Alors que trois compères profitent d’un week-end de chasse entre hommes au milieu du désert, une jeune femme rejoint l’un d’eux. Cible de toutes les convoitises, elle est violée puis laissée pour morte par le groupe. À son réveil, elle décide de se venger de la plus violente des manières.
Exercice de style
Si le synopsis ne réinvente pas le genre, la réalisatrice s’efforce de lui donner un nouveau visage. La première demi-heure nous laisse entrevoir une mise en scène assez enlevée, qui joue volontairement sur l’aspect caricatural de ses personnages. La lumière est chaude, ocre, les couleurs criardes.

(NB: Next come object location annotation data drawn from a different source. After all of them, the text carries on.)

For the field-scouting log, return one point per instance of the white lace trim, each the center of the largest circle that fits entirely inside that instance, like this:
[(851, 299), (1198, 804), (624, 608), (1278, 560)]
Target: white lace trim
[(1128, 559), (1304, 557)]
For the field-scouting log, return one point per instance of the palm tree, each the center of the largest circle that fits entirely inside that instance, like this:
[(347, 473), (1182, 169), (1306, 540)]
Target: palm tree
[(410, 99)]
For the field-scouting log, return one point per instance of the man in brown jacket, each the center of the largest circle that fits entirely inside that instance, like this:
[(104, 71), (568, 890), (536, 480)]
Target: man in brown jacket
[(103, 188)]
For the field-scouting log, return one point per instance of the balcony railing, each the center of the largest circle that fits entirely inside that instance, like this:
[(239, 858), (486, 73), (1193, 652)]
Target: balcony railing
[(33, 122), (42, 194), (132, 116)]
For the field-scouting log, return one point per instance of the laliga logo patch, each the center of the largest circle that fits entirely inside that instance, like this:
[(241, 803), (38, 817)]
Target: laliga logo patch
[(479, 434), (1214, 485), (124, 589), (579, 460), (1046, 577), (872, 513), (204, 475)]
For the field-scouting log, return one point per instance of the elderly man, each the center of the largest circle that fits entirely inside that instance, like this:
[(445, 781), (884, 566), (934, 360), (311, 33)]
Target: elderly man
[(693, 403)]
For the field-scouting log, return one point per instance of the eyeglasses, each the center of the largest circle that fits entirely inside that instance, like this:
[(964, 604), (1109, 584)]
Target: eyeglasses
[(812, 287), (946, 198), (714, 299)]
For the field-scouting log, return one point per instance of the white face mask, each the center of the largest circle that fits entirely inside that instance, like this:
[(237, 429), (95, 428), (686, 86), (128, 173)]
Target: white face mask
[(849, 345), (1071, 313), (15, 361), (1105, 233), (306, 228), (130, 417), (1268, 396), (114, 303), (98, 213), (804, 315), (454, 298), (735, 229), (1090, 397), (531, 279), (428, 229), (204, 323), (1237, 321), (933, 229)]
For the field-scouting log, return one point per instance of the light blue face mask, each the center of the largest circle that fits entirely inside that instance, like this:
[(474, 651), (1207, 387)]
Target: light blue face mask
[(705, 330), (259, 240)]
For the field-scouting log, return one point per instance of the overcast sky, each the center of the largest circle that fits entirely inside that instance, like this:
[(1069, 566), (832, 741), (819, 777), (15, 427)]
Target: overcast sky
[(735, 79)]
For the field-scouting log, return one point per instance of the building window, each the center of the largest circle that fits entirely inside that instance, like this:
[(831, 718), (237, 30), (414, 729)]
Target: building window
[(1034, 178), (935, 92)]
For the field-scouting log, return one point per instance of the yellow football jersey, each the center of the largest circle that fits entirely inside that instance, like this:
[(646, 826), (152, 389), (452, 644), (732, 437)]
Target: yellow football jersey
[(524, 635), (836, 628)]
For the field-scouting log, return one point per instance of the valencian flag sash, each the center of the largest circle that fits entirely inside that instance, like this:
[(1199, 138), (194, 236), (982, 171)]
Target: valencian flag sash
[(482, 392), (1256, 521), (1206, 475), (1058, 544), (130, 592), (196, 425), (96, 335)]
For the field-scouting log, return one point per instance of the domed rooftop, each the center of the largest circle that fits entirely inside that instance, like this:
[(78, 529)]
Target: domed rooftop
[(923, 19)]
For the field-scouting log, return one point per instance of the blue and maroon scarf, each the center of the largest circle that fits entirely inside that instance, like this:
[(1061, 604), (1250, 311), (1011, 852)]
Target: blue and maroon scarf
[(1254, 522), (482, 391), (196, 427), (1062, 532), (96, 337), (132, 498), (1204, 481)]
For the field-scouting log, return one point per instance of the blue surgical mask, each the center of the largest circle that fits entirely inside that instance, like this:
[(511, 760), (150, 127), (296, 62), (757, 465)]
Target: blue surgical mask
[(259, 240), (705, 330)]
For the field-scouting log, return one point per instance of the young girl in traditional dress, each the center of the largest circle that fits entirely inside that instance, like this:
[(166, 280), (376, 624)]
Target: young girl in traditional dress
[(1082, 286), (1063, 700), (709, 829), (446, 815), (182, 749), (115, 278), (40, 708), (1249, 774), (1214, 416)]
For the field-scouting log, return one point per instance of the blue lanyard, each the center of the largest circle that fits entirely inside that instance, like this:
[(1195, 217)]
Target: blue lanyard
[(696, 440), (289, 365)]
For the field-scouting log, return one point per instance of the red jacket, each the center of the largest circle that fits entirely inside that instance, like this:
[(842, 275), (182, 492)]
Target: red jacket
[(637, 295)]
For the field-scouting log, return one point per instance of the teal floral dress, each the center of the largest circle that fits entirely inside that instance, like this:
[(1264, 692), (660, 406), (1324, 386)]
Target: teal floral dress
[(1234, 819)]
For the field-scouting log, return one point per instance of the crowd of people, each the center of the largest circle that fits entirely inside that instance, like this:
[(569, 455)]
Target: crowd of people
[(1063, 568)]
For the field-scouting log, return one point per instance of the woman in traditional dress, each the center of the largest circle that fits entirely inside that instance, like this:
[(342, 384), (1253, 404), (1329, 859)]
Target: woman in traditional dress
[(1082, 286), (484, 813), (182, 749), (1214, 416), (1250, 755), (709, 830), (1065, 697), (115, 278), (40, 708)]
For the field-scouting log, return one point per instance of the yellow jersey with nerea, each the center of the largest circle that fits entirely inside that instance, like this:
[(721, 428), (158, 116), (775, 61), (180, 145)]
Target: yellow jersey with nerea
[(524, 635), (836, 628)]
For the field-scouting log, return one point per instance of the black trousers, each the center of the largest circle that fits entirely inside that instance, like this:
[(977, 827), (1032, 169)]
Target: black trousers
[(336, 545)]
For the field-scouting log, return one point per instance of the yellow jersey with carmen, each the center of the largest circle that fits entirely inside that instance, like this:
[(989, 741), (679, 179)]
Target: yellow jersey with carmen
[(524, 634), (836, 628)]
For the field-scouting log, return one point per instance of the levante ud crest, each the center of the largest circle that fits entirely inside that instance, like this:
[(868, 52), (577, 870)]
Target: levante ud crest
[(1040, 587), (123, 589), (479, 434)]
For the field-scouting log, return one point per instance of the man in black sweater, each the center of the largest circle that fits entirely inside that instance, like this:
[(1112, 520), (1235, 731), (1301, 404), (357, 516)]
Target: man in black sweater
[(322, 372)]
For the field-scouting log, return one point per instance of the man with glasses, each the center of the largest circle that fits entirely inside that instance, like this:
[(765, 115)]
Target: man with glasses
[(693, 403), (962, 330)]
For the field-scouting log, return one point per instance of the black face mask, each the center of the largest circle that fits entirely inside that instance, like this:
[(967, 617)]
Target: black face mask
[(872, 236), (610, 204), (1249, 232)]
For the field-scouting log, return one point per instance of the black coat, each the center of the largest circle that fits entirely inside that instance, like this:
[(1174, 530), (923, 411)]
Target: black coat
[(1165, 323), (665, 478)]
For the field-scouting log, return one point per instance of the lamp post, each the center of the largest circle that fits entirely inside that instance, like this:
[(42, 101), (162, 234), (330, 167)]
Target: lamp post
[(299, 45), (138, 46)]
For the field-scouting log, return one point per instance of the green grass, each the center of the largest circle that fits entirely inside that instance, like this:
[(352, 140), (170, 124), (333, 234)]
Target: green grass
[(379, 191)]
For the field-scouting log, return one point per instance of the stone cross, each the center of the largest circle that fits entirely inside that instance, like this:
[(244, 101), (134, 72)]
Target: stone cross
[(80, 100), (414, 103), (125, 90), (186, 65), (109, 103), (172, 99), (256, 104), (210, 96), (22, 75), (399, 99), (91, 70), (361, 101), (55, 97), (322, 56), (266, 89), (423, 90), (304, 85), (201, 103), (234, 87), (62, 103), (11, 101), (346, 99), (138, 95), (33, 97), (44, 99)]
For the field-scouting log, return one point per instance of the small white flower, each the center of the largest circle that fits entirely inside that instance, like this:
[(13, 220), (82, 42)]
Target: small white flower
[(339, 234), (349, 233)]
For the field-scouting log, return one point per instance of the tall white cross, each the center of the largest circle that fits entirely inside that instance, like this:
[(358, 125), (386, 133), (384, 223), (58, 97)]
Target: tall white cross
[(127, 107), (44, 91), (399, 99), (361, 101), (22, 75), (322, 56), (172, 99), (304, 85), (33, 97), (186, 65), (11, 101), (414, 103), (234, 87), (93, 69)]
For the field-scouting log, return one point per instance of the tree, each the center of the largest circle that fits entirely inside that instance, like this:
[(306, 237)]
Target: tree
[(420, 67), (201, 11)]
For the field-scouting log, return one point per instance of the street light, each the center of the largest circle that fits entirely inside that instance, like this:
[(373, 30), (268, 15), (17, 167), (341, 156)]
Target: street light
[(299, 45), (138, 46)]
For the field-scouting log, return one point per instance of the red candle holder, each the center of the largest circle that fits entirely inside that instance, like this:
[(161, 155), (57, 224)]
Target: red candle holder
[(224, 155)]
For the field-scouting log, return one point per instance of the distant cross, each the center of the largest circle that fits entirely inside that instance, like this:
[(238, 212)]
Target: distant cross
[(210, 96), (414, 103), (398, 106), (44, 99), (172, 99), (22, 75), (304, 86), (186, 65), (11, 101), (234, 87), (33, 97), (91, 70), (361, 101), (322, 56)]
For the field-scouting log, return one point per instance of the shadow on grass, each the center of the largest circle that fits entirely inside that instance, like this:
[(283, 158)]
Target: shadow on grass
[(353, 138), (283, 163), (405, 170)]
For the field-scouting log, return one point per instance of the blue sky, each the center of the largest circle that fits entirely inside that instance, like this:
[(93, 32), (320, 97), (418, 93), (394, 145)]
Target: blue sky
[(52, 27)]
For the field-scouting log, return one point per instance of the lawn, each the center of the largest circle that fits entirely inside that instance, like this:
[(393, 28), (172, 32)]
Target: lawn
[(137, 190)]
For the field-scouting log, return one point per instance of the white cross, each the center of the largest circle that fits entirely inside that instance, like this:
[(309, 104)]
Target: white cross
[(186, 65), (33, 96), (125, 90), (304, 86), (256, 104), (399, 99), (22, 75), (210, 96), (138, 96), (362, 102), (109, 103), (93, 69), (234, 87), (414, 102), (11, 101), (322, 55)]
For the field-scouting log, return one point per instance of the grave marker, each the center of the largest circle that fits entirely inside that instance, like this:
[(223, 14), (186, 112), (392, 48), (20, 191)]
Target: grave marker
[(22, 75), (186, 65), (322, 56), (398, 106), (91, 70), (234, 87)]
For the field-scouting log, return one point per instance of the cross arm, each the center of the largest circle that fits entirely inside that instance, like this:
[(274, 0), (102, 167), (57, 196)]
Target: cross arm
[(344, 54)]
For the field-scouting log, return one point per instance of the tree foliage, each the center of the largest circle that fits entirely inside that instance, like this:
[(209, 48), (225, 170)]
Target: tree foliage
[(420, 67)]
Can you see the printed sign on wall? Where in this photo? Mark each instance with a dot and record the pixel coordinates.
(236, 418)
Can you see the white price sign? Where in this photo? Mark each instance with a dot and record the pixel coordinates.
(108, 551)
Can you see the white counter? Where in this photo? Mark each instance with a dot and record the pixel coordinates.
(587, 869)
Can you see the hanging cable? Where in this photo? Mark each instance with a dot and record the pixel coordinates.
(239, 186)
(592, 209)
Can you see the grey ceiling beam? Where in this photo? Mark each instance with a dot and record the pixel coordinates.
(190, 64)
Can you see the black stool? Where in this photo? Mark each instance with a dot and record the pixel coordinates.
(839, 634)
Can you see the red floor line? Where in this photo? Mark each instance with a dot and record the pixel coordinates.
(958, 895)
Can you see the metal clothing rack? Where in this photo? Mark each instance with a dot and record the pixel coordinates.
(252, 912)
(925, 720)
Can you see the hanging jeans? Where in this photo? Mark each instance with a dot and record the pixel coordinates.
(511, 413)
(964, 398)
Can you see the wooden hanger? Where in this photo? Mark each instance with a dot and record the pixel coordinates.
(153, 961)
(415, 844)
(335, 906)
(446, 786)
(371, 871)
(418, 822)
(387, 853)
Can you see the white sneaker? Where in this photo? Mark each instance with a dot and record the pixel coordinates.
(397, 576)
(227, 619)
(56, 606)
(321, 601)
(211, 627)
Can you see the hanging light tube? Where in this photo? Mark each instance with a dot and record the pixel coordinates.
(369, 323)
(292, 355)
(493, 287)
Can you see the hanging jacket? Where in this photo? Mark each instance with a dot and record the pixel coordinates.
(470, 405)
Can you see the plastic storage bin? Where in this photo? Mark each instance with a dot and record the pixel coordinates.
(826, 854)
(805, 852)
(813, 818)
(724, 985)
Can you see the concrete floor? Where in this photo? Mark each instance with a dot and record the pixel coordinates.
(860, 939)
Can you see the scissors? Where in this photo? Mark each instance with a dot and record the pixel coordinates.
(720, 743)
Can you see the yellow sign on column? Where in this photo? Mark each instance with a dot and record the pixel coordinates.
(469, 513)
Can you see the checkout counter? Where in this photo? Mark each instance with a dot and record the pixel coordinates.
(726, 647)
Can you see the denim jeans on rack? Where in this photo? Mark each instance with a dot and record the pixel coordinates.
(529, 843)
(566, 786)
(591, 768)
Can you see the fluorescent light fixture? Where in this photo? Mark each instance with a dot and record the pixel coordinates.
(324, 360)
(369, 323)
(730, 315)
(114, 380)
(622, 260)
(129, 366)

La saturation de l’image tranche avec l’aspect sombre habituellement rencontré dans ces productions. Ce bain de sang ensoleillé, qui lorgne vers Tarantino et Miller, fait la part belle aux grands espaces. Un bon moyen de mettre en valeur la silhouette pourtant frêle de Matilda Lutz, plutôt convaincante en amazone vengeresse.
Le reste du casting dénote face à cette dernière. Grimé en vieux beau, le Belge Kevin Janssens prête à sourire, accompagné de ses deux amis bedonnants. Certaines répliques absurdes agissent ainsi comme des soupapes face à la déferlante de violence à l’écran. Comme pour désigner ces trois petits cochons, la réalisatrice insiste sur leur animalité via des très gros plans montrant leurs bouches en train de manger et de boire.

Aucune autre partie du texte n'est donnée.